The shadow of a smile must have been on my lips, for the owner placed the pup in my arms and presented me with it.

My first impulse was to drop the pup and kick it back into the stall, but the little fellow seemed to consider his welcome as an understood thing, and with a sigh of content snuggled into the hollow of my arm. He was on my left side, and his warmth must have been infective, for I felt a peculiar if dull glow creep into my heart.

Without exactly knowing what I was doing, I tucked my new property under my coat and made my way to my room. It is a question whether the pup gained by the exchange of quarters. My room was on the top floor of an old-fashioned tenement. The ceiling was slanting and not able to cope efficiently with the rain. Of the original four panes of glass in the window, only two remained, paper having been substituted for the others. There was a cot, a three-legged chair, and a washstand with a cracked basin, and a pitcher.
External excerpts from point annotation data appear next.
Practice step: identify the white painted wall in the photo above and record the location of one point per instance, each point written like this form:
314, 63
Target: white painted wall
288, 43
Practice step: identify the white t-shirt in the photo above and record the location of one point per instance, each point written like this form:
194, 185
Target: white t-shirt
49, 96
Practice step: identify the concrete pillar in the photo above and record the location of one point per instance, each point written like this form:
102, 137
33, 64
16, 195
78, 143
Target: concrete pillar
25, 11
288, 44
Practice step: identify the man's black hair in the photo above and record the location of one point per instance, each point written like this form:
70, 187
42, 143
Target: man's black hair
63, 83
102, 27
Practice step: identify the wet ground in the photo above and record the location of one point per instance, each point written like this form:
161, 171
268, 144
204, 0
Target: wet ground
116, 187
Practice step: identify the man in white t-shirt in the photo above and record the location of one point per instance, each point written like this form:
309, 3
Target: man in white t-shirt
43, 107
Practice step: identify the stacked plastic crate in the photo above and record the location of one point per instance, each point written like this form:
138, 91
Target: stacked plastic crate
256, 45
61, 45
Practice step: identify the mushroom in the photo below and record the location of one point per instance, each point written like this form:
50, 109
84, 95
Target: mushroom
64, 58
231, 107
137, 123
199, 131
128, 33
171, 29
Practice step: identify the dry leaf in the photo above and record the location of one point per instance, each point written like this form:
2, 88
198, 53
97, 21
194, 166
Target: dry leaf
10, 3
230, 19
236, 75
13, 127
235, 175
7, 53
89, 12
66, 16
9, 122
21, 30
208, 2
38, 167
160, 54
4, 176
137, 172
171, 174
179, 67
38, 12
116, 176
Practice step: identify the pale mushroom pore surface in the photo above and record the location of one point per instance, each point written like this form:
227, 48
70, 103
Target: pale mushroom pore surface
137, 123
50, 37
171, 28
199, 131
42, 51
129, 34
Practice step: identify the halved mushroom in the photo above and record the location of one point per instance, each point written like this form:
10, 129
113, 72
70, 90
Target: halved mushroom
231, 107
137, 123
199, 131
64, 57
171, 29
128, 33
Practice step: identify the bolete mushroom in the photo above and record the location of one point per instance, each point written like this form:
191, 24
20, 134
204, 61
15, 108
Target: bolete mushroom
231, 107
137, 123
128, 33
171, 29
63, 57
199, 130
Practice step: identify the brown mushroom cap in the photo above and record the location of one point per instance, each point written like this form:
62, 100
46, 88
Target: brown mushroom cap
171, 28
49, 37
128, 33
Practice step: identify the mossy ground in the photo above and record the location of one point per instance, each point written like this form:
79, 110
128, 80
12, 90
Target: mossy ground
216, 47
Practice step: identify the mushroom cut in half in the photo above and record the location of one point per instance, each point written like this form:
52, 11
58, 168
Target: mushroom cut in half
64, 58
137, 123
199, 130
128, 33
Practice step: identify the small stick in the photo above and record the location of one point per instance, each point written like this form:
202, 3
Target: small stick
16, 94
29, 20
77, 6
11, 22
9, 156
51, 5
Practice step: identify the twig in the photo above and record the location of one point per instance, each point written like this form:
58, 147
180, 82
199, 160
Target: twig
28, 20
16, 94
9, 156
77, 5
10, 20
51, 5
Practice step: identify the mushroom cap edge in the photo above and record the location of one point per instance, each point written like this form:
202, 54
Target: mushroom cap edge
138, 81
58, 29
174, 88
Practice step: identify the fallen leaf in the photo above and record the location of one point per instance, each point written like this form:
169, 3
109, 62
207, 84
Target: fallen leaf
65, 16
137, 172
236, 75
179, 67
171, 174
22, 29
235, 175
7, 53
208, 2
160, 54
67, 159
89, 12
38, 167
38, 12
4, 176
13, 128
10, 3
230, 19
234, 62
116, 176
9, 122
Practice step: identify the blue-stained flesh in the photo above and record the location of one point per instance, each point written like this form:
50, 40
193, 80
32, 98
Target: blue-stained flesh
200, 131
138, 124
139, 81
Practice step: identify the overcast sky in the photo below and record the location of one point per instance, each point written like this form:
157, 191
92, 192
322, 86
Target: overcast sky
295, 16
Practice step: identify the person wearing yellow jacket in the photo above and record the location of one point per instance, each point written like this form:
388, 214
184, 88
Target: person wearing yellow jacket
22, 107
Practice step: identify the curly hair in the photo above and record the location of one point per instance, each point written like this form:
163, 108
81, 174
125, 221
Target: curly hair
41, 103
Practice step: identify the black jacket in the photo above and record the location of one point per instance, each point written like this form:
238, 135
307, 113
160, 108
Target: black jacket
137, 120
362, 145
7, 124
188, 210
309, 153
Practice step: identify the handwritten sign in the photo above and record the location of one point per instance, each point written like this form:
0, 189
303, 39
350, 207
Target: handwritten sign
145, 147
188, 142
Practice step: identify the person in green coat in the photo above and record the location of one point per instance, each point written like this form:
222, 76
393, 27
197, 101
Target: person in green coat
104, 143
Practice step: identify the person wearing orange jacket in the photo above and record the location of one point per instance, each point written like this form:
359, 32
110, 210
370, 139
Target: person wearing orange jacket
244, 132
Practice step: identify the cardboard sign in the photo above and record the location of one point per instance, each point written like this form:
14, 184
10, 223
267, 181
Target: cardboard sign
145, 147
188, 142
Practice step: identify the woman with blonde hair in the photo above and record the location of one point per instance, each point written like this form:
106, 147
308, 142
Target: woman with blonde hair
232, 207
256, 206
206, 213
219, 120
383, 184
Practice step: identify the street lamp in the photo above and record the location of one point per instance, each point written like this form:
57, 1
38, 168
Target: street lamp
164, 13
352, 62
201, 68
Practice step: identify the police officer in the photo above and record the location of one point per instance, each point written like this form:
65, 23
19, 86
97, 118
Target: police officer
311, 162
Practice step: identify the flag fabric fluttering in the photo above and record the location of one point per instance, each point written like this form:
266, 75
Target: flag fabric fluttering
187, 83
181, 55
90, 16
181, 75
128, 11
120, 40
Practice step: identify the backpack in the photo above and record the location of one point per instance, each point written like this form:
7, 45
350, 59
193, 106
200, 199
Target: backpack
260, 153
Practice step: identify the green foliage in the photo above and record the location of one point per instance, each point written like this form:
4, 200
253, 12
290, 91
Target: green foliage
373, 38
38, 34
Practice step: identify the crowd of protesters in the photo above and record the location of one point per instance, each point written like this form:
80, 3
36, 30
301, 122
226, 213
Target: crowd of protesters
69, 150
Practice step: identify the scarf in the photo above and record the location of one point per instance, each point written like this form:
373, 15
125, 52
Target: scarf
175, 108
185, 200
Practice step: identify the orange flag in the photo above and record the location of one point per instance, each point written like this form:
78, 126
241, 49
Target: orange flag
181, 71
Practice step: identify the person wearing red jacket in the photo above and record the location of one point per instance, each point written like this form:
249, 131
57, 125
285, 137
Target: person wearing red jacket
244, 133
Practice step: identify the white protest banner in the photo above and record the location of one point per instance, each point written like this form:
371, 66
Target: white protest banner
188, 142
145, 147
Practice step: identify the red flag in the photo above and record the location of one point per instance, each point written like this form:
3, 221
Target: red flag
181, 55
I dropped the pup on the cot, and intended to note how he would take to his new surroundings. He failed to notice them. First, he squatted down and looked at me intently. I must have passed inspection, for, not seeing me draw closer, he came to the edge of the bed and gave a little whine. I meant to grab him by the neck and throw him to the floor, but when my hand touched him he felt so soft and warm, and--well, I patted him. Of course, I had no intention of allowing a pup to change the tenor of my life. That night I went to the saloon at the accustomed time and did my "duty" as well as before. However, at odd moments, I would think of the little fellow up in the room.